If I think of anything else I will let you know.


----------



## jenlise (May 15, 2011)

*Hermosillo*

Thank you soooo much. You have helped us I find it's hard to find recent info on the web. I think we are going to ahead with telling the company we are interested. We now have to see what they offer us. My husband talked to a guy today who works in the Hermosillo office and he told us he lives in the north west part of town. He says he lives in a gated community that has 3 and 4 bedroom condos or apt?? The price seemed good. Have you found good expat communities? talk soon


----------



## ExpatYogaMomma (Feb 15, 2011)

I hear the north is where the expats live, but the shopping is on the west/central side,which is where we live.
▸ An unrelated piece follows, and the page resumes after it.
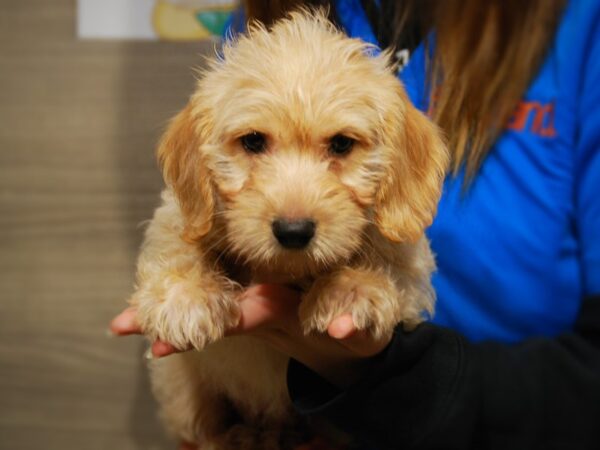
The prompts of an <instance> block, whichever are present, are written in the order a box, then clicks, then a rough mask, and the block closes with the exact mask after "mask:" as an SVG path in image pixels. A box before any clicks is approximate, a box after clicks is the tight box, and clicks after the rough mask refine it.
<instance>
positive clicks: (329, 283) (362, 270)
mask: <svg viewBox="0 0 600 450" xmlns="http://www.w3.org/2000/svg"><path fill="white" fill-rule="evenodd" d="M404 294H405V293H404V292H403V291H399V290H398V288H397V287H396V285H395V284H394V282H393V280H392V279H391V278H390V277H389V276H388V275H386V274H385V273H383V272H379V271H374V270H360V269H351V268H344V269H342V270H340V271H338V272H335V273H333V274H331V275H329V276H327V277H324V278H322V279H319V280H317V281H316V282H315V284H314V285H313V287H312V288H311V290H310V291H309V292H308V294H307V295H306V297H305V298H304V299H303V301H302V303H301V304H300V310H299V314H300V321H301V324H302V327H303V330H304V332H305V333H307V334H308V333H310V332H311V331H318V332H325V331H326V330H327V327H328V326H329V324H331V322H332V321H333V320H334V319H335V318H337V317H339V316H341V315H343V314H348V313H349V314H351V315H352V319H353V321H354V324H355V326H356V327H357V328H358V329H359V330H367V331H369V332H370V333H372V334H373V336H375V337H381V336H383V335H385V334H387V333H390V332H391V331H392V330H393V328H394V327H395V325H396V324H397V323H399V322H401V321H403V322H405V323H407V324H409V323H410V324H413V323H414V324H415V325H416V324H417V323H419V322H421V321H422V320H423V319H422V317H421V311H419V310H418V308H415V305H414V304H411V301H410V299H407V298H406V296H405V295H404Z"/></svg>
As you can tell by this thread that I haven't had much luck connecting up with others. We have a furnished place 3 bed 3.5 bath for 2000 us dollars/mth. housing is much cheaper if not furnished. In the 800$ range. Glad to help and look me up if you cone to visit.


----------



## jenlise (May 15, 2011)

*Hermosillo*

Well sometimes you have to give something up!! I am having a hard time finding some apt online. I would love to get an idea before we go out for a visit. Not much luck. Do have any idea of realestate companies? Thanks again! I'm sure we could look each other up once we make the move. How long do you expect to stay?


----------



## ExpatYogaMomma (Feb 15, 2011)

We had trouble too with online but my husband's company took care of it and lined up all the showings. Perhaps your husband's will do the same. 
We are planning on 2 years,but one never really knows. Good luck!


----------



## jenlise (May 15, 2011)

*Hermosillo*

Thanks for all the info that you have given us. We usually get a visit before we say yes. So if it's a go then we will see some places when we visit. Can't wait. Now what to do with the house??? Should be interesting!!


----------